The video menu does not include as many advanced adjustments as you will find in higher-end displays - things like gamma control and advanced color management to dial in individual colors. However, it does offer the important basics, like an adjustable backlight and five picture modes. A special calibration menu gives you access to basic picture controls (color, tint, etc.), de-interlacing and 3D comb filter options, and three preset color-temperature options. This menu also provides access to global red, green and blue controls to dial in a more accurate white balance. Aspect ratio options are limited to three, one of which will display 1080p signals with no overscan.

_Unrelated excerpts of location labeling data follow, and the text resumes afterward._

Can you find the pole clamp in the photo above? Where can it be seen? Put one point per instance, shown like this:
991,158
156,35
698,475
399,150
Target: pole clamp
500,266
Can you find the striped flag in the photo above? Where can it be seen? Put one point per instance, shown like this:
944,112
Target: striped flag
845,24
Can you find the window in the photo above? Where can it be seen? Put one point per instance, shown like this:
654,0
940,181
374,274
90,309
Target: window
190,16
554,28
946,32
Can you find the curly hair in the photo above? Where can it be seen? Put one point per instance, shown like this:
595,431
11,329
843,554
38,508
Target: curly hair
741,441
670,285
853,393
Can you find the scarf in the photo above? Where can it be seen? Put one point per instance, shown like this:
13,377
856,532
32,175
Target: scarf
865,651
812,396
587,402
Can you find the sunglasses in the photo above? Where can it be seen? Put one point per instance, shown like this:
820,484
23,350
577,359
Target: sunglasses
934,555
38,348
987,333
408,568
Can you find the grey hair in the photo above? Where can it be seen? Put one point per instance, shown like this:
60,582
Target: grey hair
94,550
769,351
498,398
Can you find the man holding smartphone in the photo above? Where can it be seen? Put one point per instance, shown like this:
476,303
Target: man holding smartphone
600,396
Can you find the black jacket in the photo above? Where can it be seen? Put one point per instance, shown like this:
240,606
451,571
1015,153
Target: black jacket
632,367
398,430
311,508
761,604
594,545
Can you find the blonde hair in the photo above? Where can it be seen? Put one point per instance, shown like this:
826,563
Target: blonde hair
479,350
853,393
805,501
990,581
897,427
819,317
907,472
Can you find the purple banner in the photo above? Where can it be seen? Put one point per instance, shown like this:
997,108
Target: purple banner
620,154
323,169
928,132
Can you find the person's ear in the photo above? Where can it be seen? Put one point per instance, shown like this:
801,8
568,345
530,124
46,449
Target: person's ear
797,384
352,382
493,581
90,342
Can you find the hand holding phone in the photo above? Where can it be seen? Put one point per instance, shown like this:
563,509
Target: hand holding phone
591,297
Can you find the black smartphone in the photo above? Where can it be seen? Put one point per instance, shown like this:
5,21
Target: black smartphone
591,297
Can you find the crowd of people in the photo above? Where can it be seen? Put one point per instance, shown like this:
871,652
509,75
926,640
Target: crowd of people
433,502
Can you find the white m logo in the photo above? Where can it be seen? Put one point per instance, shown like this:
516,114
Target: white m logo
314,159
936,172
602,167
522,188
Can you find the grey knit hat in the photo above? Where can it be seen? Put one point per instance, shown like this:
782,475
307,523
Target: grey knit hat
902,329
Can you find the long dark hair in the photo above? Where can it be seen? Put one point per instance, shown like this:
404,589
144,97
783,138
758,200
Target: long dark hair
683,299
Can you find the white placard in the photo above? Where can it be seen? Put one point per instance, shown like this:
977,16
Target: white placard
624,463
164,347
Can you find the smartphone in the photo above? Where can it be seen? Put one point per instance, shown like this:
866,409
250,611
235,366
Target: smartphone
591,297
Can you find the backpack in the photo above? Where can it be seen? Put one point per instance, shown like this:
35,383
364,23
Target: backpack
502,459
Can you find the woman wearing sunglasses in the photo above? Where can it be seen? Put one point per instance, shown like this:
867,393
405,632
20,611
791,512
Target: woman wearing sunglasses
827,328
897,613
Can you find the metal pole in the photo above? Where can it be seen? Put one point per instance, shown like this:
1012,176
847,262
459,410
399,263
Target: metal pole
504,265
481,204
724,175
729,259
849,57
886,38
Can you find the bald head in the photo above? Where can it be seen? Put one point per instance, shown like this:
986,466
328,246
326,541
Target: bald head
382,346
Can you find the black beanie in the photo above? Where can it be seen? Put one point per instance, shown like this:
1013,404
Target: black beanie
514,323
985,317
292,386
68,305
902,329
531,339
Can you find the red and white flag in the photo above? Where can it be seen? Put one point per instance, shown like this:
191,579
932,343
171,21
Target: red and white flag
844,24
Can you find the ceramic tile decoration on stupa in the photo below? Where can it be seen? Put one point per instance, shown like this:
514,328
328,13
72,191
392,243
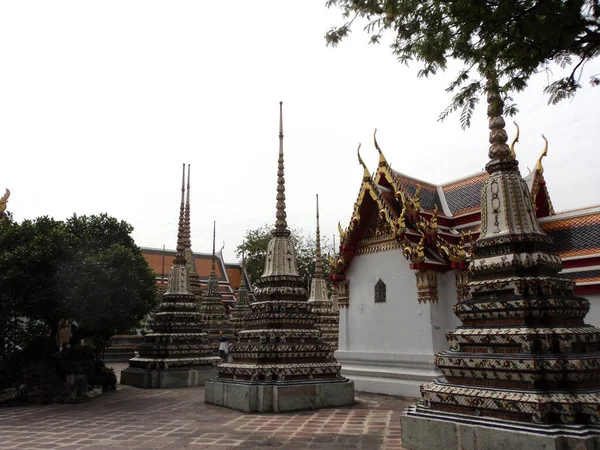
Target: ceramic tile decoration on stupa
176,352
190,262
523,367
327,318
214,315
242,305
280,362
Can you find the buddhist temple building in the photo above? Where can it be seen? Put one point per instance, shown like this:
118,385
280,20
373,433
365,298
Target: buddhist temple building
523,366
215,318
327,317
175,352
403,261
230,276
280,363
241,309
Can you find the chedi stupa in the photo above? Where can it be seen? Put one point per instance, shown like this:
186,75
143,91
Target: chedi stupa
523,370
175,352
327,317
280,363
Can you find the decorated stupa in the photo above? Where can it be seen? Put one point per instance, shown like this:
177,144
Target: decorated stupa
280,363
190,262
212,310
523,367
327,320
175,352
242,305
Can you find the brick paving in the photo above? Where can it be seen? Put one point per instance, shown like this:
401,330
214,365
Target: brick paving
178,418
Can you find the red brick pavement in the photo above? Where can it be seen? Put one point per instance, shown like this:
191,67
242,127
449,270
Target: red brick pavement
178,418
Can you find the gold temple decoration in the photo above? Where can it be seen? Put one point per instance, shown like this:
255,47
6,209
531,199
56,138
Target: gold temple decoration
343,294
427,286
538,164
4,201
382,160
366,174
513,154
415,254
461,278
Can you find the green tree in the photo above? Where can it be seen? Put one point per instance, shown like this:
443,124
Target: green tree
87,269
255,249
514,39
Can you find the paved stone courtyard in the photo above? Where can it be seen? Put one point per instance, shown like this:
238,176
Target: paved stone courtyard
178,418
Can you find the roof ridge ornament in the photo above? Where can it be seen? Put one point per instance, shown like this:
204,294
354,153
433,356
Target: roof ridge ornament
318,257
179,255
382,160
213,269
538,165
366,174
513,154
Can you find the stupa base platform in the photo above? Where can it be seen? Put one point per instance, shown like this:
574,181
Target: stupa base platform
434,430
167,378
279,396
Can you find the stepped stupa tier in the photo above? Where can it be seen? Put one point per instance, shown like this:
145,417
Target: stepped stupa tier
212,310
190,263
280,363
523,354
327,320
176,352
242,305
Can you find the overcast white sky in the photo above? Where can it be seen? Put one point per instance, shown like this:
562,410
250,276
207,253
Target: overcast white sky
101,103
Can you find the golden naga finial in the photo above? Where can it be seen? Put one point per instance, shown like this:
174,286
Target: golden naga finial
382,160
513,155
4,200
538,164
366,174
417,199
342,233
401,222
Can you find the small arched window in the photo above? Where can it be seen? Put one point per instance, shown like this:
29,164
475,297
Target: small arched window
380,294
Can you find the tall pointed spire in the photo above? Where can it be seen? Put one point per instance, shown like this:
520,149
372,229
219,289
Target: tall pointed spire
281,228
179,255
213,268
318,257
280,344
175,352
214,313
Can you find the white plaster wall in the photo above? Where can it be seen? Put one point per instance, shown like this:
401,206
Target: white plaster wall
389,347
593,317
400,324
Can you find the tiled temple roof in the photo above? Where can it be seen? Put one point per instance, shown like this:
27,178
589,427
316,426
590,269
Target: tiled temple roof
464,196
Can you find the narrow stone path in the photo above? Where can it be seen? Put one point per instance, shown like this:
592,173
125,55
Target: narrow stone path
133,418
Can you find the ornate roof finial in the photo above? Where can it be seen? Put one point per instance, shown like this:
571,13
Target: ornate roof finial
281,228
179,255
382,160
213,269
366,174
318,257
187,227
513,155
538,164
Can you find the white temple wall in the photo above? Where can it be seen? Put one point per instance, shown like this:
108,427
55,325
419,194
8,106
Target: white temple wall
389,347
593,317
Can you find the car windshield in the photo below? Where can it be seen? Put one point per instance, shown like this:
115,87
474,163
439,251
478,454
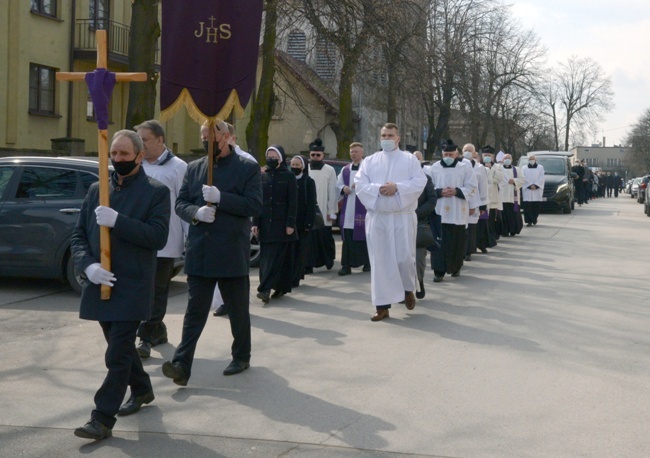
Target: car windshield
552,165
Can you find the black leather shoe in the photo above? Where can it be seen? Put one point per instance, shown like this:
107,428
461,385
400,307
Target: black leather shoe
235,367
175,372
420,294
144,349
94,430
133,404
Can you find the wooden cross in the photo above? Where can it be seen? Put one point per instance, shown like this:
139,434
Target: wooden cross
102,138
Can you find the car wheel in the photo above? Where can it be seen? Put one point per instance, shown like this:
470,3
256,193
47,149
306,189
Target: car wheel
255,252
71,277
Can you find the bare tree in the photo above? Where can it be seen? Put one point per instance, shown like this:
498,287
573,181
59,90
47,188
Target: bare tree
347,25
257,131
143,41
584,92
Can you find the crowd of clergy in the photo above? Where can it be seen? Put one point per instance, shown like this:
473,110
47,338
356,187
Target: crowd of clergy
454,208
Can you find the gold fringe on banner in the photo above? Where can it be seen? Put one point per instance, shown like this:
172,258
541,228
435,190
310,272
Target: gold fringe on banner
185,99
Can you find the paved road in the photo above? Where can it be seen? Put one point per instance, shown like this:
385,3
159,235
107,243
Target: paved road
540,348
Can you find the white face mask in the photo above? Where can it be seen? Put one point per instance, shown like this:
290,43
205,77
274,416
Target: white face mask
388,145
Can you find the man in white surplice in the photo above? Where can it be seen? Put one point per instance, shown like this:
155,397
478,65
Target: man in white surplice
388,184
532,192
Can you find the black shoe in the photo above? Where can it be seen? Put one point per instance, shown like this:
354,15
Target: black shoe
420,294
133,404
144,349
175,372
235,367
264,295
160,338
94,430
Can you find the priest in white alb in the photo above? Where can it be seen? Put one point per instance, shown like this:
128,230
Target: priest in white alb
455,184
388,184
532,192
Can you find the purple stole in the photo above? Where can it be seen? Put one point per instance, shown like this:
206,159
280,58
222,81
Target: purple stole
514,174
359,231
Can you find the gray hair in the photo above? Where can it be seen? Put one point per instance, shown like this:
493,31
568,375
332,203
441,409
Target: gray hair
138,145
154,126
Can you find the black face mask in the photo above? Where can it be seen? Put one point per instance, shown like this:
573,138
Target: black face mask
123,168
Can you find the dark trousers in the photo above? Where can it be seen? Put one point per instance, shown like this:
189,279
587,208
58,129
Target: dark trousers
531,211
124,370
154,327
236,293
471,238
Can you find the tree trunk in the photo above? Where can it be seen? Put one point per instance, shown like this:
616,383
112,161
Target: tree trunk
346,129
257,131
143,40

The TX-52F480S features bottom-mounted speakers and an internal subwoofer. The audio menu offers seven preset audio modes and a custom mode through which you fine-tune the audio using a five-band equalizer. It lacks any form of surround mode, but the menu does let you turn off the video/backlight and only listen to audio, which is useful to save energy and prolong the TV's life if, for instance, you often listen to the digital music stations offered by your satellite or cable provider.

High Points
• Excellent detail, great light output, a solid black level and rich colors combine to produce a very attractive image with HD sources and a good image with SD sources.
• The TV has a lot of inputs that accept 1080p signals.
• The TX-52F480S is a solid value at the 52-inch screen size.

Low Points
• This TV lacks 120Hz technology and has a higher LCD response time than some top-shelf LCDs, so motion blur is evident with faster-moving content.
• Its black level is not as deep as the best panels on the market, so the picture doesn't have as much depth and richness in a dark room.
• The viewing angle is only average.

Conclusion
Westinghouse's TX-52F480S is an excellent choice for the more budget-minded shopper who wants a big-screen flat panel. It offers solid all-around performance and a healthy input panel.


----------